Quoting Haidt's article directly now:
"Libertarians are closer to conservatives on two of the five main psychological "foundations" of morality that we study—concerns about care and fairness (as described above). [note: refer to the article for further explanation]
But on the other three psychological foundations - group loyalty, respect for authority and spiritual sanctity - libertarians are indistinguishable from liberals and far apart from conservatives.
We call these the three "binding" foundations because they are the psychological systems used by groups—including religious groups, the military and even college fraternities—to bind people together into tight communities of trust, cooperation and shared identity. When you think about morality as a way of binding individuals together, it's no wonder that libertarians (who prize individual liberty above all else) part company with conservatives."
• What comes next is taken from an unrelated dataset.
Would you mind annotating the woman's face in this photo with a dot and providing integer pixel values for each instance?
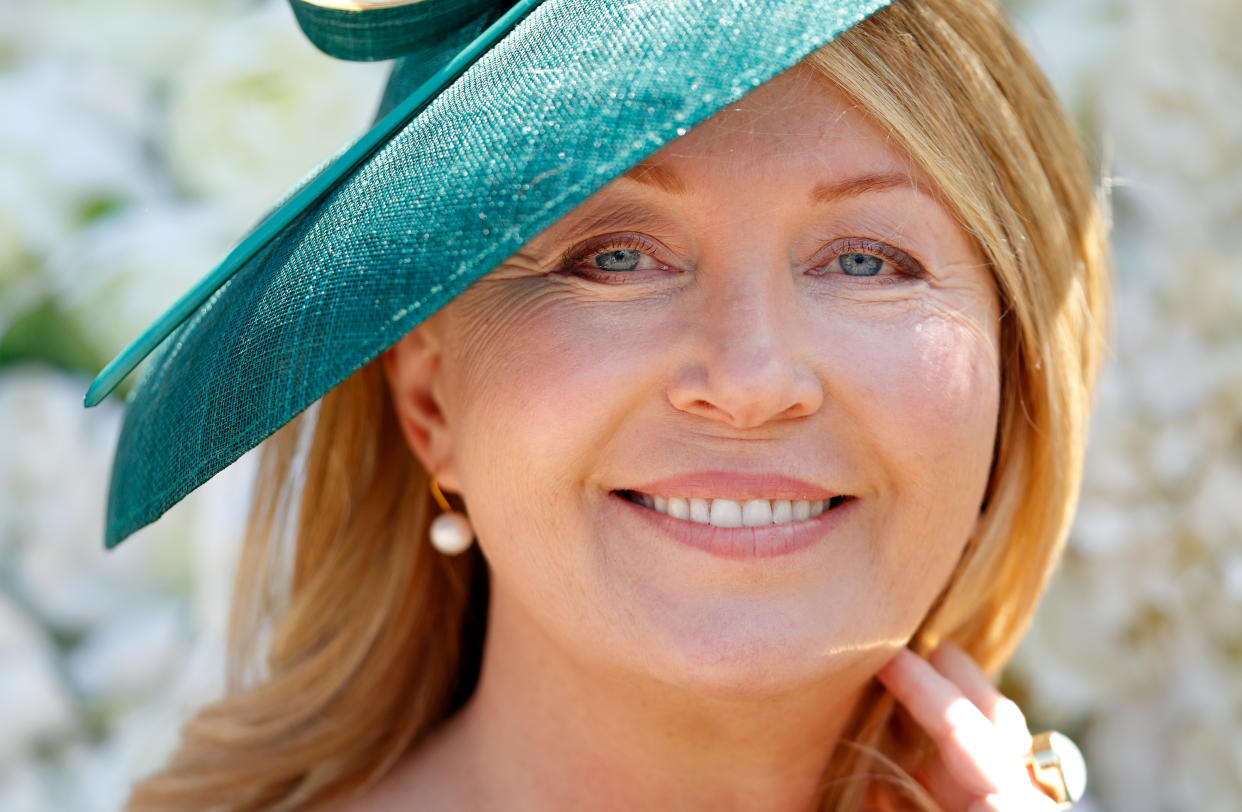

My advice? Focus on wedge arguments that should split off libertarians from their current conservative comrades. There is already an innate tension between the wings of the movement, which perhaps explains a large part of the inchoatenes of their message to date. Apply a little nudge, and their cohesiveness should fly apart.
Haidt already points out some obvious pain points. Demonstrate clearly how some conservative ideals - American Exceptionalism, for one, championing the idea of America as a Christian nation, for another (not to mention Creationism as science equal to Evolution, or their anti-Constitutional defense of 'traditional' marriage) - are incompatible with libertarian ideals of fairness & liberty, and surely the coalition will begin to unravel faster than a ball of yarn rolling down a hill.
The economic justice argument I make in Insight #4 above should work particularly well on Libertarians: The desire to punish the wicked on Wall Street (or irresponsible home buyers) should not be allowed to impact all the rest of us by damaging the economy. Conservatives' right to extend their fist towards these evil-doers ends at a point before it reaches everyone else's noses.
As Haidt summarizes:
"The tea-party movement is a blend of libertarians and conservatives, but it is far from an equal blend, and it's not clear how long it can stay blended. The movement is partially funded and trained by libertarian and pro-business groups—such as FreedomWorks, the organization run by Messrs. Armey and Kibbe—whose main concern is increasing economic liberty. They may indeed "just want to be free," particularly from regulation and taxes, but the social conservatives who make up the great bulk of the movement have much broader aims."